Revolut’s Crypto Ambition: Neobank Nears Stablecoin Launch to Disrupt Traditional Finance
Revolut—the fintech darling that made banking frictionless—is now gunning for stablecoin dominance. Sources confirm the London-based neobank is deep in development of its own dollar-pegged digital asset, a move that could shake up both crypto and legacy finance.
Why this matters: With 30+ million users worldwide, Revolut's entry would instantly become one of the most accessible stablecoins—no crypto exchange account needed. The neobank's existing infrastructure could onboard normies faster than you can say 'fractional reserve banking.'
The regulatory tightrope: Unlike Tether's opaque reserves or Circle's Wall Street flirtations, Revolut's coin will likely tout EU-level transparency. That is, if they can navigate the same financial regulators who still think blockchain is a type of ski binding.
Bottom line: When traditional banks charge $25 for international transfers that take three days, maybe the real stablecoin was the friends we made along the way.

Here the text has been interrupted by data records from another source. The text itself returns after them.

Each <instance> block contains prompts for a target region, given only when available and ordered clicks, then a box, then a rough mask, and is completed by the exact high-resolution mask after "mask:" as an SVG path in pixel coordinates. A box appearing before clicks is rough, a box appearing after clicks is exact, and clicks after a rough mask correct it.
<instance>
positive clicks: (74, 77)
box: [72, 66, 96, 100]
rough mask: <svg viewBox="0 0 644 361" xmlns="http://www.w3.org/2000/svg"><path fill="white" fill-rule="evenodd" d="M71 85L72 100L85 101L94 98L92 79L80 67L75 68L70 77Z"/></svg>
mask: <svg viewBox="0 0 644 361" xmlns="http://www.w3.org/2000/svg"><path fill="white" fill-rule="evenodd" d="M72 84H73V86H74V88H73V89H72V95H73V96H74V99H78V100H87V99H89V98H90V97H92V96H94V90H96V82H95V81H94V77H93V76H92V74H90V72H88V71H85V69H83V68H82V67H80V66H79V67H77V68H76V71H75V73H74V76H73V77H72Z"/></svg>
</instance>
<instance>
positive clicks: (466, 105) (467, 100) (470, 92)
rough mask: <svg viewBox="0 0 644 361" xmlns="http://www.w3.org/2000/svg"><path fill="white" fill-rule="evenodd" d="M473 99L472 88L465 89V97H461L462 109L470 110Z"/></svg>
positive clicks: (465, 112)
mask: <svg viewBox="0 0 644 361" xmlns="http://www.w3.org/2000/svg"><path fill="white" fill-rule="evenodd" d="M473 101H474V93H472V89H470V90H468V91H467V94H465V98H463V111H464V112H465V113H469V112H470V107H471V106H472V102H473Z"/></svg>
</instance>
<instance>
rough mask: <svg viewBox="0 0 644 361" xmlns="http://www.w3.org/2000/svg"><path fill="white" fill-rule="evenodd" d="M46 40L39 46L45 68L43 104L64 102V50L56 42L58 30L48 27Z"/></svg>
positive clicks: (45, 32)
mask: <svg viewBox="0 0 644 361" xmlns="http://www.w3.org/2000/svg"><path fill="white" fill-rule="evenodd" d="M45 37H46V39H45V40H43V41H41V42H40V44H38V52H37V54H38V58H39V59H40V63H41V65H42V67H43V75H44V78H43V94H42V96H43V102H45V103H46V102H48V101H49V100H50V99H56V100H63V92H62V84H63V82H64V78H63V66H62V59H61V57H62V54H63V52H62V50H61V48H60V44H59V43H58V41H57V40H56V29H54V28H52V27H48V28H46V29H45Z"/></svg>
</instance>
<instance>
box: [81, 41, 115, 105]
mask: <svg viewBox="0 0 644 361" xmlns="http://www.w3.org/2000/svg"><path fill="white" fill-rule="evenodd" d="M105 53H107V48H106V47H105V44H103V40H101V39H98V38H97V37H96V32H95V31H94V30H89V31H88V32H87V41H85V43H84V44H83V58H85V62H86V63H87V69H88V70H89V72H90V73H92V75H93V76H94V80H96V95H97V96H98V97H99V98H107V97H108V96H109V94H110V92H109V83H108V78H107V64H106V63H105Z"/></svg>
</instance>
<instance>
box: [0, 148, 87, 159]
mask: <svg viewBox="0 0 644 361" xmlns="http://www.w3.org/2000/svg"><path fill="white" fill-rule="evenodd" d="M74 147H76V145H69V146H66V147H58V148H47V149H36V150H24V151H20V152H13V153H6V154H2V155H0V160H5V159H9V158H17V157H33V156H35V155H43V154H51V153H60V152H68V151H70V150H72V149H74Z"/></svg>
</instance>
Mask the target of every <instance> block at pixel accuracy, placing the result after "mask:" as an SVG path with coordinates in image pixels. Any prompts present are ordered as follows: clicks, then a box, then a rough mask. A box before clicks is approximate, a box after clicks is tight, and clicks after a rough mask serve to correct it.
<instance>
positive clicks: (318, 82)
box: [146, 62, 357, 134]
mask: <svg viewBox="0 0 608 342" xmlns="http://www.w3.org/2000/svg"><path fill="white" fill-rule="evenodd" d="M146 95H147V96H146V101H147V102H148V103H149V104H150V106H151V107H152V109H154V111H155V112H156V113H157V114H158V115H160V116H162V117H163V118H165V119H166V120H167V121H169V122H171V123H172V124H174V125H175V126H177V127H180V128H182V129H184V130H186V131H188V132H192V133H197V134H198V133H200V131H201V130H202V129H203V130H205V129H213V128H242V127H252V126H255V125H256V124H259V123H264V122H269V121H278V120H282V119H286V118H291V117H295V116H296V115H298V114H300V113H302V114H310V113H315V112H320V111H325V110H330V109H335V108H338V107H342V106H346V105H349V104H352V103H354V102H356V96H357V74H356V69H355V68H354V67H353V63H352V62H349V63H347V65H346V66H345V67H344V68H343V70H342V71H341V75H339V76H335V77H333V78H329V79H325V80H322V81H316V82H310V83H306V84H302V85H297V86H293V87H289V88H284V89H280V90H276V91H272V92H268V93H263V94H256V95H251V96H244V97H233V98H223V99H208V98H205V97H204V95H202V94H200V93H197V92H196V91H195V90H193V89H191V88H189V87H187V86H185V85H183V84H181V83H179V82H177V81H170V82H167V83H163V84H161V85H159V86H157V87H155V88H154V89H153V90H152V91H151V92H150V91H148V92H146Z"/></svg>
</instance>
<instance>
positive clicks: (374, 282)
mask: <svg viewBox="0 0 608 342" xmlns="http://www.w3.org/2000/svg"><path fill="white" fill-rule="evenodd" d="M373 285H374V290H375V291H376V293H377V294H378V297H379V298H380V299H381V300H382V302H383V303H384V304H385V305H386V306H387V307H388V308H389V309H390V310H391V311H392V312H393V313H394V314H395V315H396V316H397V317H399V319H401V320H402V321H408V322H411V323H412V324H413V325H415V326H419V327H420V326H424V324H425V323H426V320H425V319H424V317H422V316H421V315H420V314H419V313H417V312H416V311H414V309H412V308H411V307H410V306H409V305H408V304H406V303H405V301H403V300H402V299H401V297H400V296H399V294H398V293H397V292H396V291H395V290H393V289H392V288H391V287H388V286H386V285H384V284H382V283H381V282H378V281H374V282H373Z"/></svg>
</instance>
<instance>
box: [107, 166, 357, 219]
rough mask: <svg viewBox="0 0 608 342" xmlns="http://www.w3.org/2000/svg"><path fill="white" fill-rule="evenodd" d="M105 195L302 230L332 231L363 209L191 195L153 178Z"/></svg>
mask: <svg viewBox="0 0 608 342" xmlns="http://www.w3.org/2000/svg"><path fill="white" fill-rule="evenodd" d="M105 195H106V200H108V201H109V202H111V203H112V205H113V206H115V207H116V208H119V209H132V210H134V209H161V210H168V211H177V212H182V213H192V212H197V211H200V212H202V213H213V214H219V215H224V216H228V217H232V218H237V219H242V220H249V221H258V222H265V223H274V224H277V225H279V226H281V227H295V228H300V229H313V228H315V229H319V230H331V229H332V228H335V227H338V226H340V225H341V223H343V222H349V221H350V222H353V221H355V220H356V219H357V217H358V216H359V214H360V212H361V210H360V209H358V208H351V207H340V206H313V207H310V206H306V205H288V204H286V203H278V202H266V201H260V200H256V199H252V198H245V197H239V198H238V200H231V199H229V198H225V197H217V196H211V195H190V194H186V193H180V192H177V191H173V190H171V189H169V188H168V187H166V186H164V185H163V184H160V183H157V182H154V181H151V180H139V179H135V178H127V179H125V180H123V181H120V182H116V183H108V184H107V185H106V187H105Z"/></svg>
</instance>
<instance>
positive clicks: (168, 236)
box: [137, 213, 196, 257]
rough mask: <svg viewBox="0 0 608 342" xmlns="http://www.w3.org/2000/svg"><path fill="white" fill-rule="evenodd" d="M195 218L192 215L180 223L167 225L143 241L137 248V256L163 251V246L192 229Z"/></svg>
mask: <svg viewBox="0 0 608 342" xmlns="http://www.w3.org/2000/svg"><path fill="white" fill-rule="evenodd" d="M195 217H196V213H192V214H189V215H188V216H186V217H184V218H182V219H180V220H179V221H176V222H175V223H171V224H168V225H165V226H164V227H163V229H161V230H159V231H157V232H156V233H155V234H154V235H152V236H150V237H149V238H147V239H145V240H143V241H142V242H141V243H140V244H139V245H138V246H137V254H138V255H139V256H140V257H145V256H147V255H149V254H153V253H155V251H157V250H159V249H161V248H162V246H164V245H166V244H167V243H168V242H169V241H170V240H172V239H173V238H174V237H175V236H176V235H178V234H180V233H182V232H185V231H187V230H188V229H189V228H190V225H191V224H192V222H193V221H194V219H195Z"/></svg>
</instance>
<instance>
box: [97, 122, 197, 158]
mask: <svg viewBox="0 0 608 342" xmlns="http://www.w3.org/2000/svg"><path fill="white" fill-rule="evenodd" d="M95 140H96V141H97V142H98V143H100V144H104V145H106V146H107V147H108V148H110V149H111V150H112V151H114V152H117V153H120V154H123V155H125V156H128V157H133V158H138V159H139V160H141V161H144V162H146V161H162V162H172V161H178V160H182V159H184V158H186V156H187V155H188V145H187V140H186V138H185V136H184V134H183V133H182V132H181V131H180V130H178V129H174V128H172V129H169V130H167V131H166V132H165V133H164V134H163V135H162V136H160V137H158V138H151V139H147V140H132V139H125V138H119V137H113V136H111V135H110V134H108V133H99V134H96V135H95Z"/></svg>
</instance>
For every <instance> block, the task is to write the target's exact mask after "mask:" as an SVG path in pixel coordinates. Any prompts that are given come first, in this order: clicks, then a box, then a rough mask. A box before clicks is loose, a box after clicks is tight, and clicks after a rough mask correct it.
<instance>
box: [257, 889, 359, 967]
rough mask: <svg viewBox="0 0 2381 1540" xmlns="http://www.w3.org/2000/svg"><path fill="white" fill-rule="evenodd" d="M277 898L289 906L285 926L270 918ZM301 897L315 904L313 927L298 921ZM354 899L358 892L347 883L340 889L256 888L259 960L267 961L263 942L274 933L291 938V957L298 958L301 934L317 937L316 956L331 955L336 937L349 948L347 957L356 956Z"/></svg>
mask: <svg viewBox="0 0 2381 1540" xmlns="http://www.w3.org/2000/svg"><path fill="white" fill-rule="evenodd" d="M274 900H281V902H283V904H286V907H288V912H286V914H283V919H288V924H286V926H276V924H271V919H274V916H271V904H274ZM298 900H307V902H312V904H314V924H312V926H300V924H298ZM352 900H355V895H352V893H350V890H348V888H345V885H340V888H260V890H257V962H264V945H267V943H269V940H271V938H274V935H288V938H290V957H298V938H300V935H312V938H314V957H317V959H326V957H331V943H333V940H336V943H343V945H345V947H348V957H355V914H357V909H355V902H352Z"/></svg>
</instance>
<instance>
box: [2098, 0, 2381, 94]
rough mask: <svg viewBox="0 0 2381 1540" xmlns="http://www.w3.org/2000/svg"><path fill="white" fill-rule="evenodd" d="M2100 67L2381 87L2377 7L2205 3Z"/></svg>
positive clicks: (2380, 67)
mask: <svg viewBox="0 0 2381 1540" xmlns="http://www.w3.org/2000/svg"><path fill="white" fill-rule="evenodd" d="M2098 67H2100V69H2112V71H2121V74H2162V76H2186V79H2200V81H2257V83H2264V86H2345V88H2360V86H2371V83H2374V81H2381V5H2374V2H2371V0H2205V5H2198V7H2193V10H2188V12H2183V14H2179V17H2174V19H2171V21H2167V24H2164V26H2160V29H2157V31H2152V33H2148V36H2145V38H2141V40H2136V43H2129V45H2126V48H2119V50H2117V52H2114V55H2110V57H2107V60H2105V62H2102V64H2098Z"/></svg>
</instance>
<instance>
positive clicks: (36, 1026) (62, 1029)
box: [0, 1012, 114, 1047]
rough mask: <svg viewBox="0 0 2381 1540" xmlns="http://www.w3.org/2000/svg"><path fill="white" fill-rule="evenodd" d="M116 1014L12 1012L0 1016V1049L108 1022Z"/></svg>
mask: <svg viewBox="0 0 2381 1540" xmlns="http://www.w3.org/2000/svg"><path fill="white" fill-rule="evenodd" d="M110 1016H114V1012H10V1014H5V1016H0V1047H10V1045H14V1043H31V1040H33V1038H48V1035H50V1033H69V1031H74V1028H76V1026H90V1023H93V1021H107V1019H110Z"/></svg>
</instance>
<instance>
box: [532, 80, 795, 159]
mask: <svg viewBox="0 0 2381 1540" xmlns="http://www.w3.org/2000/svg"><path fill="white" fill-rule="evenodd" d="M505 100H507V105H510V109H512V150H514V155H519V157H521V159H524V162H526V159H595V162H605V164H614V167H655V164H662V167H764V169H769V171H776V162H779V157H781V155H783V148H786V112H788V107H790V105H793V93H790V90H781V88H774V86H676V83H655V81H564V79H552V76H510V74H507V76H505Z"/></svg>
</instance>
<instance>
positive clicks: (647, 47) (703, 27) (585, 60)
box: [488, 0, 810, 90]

Stablecoins are poised to explode
The Wall Street Journal reported Friday that retail giants Amazon and Walmart, travel company Expedia Group, and other multinational companies are considering issuing their own stablecoins.
Sen. Elizabeth Warren (D-MA) denounced the plans in comments shared with Decrypt, citing concerns that Big Tech companies could create stablecoins “that track your purchases, exploit your data, and squeeze out competitors.”
Momentum for stablecoins has picked up following the U.S. Senate’s passage of the GENIUS Act, bipartisan legislation that establishes a legal framework for issuing stablecoins in the United States. The legislation now heads to the House, and President Donald TRUMP expects to sign it into law by August.
Bank of America CEO Brian Moynihan stated in February that the financial institution WOULD launch a stablecoin if favorable legislation passed. Other major players like JP Morgan, Citigroup, and Wells Fargo are also considering getting in the mix, the Wall Street Journal reported in May.
Industry experts believe the market could soon be flooded with thousands of new stablecoins, creating a rush of competitors for Tether and Circle, the current leaders of the $251 billion sector.